Repubblica 9.5.16
“Limes” in edicola
Il fragile equilibrio delle nostre banlieue
di Lucio Caracciolo
ESISTE
il rischio jihadista nelle nostre città, nelle nostre periferie? Questa
domanda serpeggia nella pancia degli italiani. La risposta più comune,
da parte di studiosi e autorità pubbliche, oscilla tra il “no”
rassicurante e il prudente “meno che altrove”. Certo meno che a Londra,
Parigi o Bruxelles. Soprattutto per due fenomeni tipicamente nostrani:
non essere stati vero impero, non sentirsi vera nazione. La modesta e
tardiva proiezione imperiale comporta che rispetto alle metropoli delle
ex potenze coloniali europee le nostre città ospitino un minor numero di
musulmani (il 4% nella provincia milanese, la metà in quella
capitolina, contro le percentuali a due cifre di Londra o Parigi), in
maggioranza ancora di prima generazione. La tipologia dellabanlieue come
società parallela, ghetto per comunità allogene isolate dal centro
dominato dai cittadini “di ceppo”, non ha preso piede da noi.
Il
moderato sentimento nazionalistico e la tendenza a non enfatizzarlo
nella vita quotidiana favoriscono poi la disposizione all’accoglienza
del migrante, cui viene di fatto attribuito un ruolo economico e sociale
decisivo, fosse solo per limitare l’altrimenti irreversibile declino
demografico e per sobbarcarsi lavori cui i nativi sono ormai refrattari.

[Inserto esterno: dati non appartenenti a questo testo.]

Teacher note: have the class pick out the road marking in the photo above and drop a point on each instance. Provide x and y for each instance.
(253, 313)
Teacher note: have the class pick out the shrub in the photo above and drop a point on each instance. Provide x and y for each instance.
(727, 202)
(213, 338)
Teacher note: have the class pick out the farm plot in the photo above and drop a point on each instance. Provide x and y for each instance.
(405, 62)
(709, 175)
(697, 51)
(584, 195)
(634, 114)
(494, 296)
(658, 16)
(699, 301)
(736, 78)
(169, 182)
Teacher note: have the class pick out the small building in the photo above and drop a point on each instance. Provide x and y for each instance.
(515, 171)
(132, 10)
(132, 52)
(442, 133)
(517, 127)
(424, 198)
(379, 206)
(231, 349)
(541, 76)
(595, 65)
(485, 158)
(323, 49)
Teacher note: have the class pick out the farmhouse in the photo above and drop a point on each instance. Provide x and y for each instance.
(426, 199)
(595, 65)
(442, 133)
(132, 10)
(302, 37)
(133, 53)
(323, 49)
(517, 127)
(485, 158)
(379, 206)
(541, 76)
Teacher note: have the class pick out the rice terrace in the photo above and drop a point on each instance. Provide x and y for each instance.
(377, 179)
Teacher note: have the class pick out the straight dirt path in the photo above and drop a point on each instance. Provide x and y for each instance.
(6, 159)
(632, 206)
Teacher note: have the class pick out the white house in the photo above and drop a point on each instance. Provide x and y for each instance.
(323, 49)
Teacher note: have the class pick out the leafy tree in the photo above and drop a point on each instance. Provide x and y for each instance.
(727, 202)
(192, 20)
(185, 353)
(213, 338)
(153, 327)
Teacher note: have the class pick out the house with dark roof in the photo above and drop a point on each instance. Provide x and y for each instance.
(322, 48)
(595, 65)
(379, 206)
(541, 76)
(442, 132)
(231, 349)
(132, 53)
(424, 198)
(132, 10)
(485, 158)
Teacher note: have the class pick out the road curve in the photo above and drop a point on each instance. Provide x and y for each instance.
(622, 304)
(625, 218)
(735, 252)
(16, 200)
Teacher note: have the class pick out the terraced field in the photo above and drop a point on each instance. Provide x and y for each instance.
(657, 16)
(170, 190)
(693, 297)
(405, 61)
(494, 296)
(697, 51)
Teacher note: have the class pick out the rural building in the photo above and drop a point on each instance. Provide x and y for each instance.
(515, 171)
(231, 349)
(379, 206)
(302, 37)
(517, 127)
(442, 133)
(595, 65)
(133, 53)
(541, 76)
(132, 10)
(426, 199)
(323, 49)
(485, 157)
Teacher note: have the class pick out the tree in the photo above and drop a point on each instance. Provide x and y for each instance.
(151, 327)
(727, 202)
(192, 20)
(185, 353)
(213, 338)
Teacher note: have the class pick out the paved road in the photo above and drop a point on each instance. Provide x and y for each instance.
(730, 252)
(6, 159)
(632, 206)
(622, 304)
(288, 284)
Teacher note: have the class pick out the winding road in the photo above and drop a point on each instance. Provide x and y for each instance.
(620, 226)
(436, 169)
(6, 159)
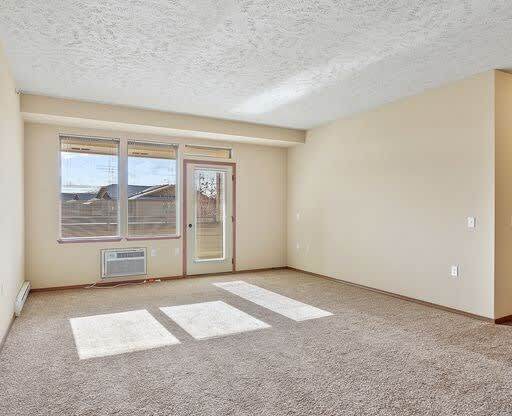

Sicché un Paese che non si pretende paradigma identitario può
costituire un caso di integrazione informale che culmina nella “ mixité
alla romana” o nel “multiculturalismo alla napoletana”. Architetture
sociali precarie, forse irriproducibili, eppure relativamente
efficienti.
Ma tali peculiari equilibri sono instabili. Le valvole
di sicurezza potrebbero saltare. La paura dell’alieno potrebbe
prevalere, istigando e legittimando la ghettizzazione. Così eccitando la
stigmatizzazione dello straniero, a cominciare dall’islamico. E la
diffusione di ghetti urbani a forte omogeneità etnica, monadi di
sofferenza e rabbia. Terreno di coltura per potenziali jihadisti.
L’ossessione
securitaria minaccia però di farci perdere di vista i termini davvero
decisivi della partita delle nostre periferie. Di quegli spazi che ci
ostiniamo a definire periferici, identificandoli non in base alla
geografia, che li renderebbe quasi indistinguibili dall’ipotetico
centro, ma al disagio urbano. Perché è da qui che conviene muovere per
identificare le “periferie” — le virgolette stanno a ricordare la
vaghezza del termine — e per tentarne la riqualificazione. Stefano Boeri
indica la polarità città-anticittà come più pertinente della coppia
centro-periferia nel determinare le direttrici della battaglia per la
riabilitazione del nostro frammentato tessuto urbano, che specie lungo
la fascia adriatica non ha quasi soluzione di continuità. Dove per
anticittà s’intende il degrado delle infrastrutture, dei servizi e degli
edifici, la perdita degli scambi sociali e culturali che segnano storia
e spirito della civitas — pur sempre una specialità italiana — il
predominio delle mafie. Mentre città significa luoghi di aggregazione —
cominciando dalle piazze, dalle scuole, dai centri sportivi e artistici —
dove gente diversa costruisce insieme, a partire dalle proprie radici,
l’appartenenza allo spazio urbano come bene pubblico.
Ricucire e
riabilitare il nostro territorio urbanizzato, dove grande capitale
privato e “imprenditori in canottiera” hanno dettato ritmi e moduli
della frammentazione urbana con un tasso parossistico di consumo del
suolo, significa progettare una strategia a tenaglia, che tenga insieme
“alto” e “basso”, pubblico e privato, nazionale e locale, centri e
periferie, italiani “di ceppo” e nuovi aspiranti italiani. Perché il
Paese delle cento città non scada a terra delle mille periferie.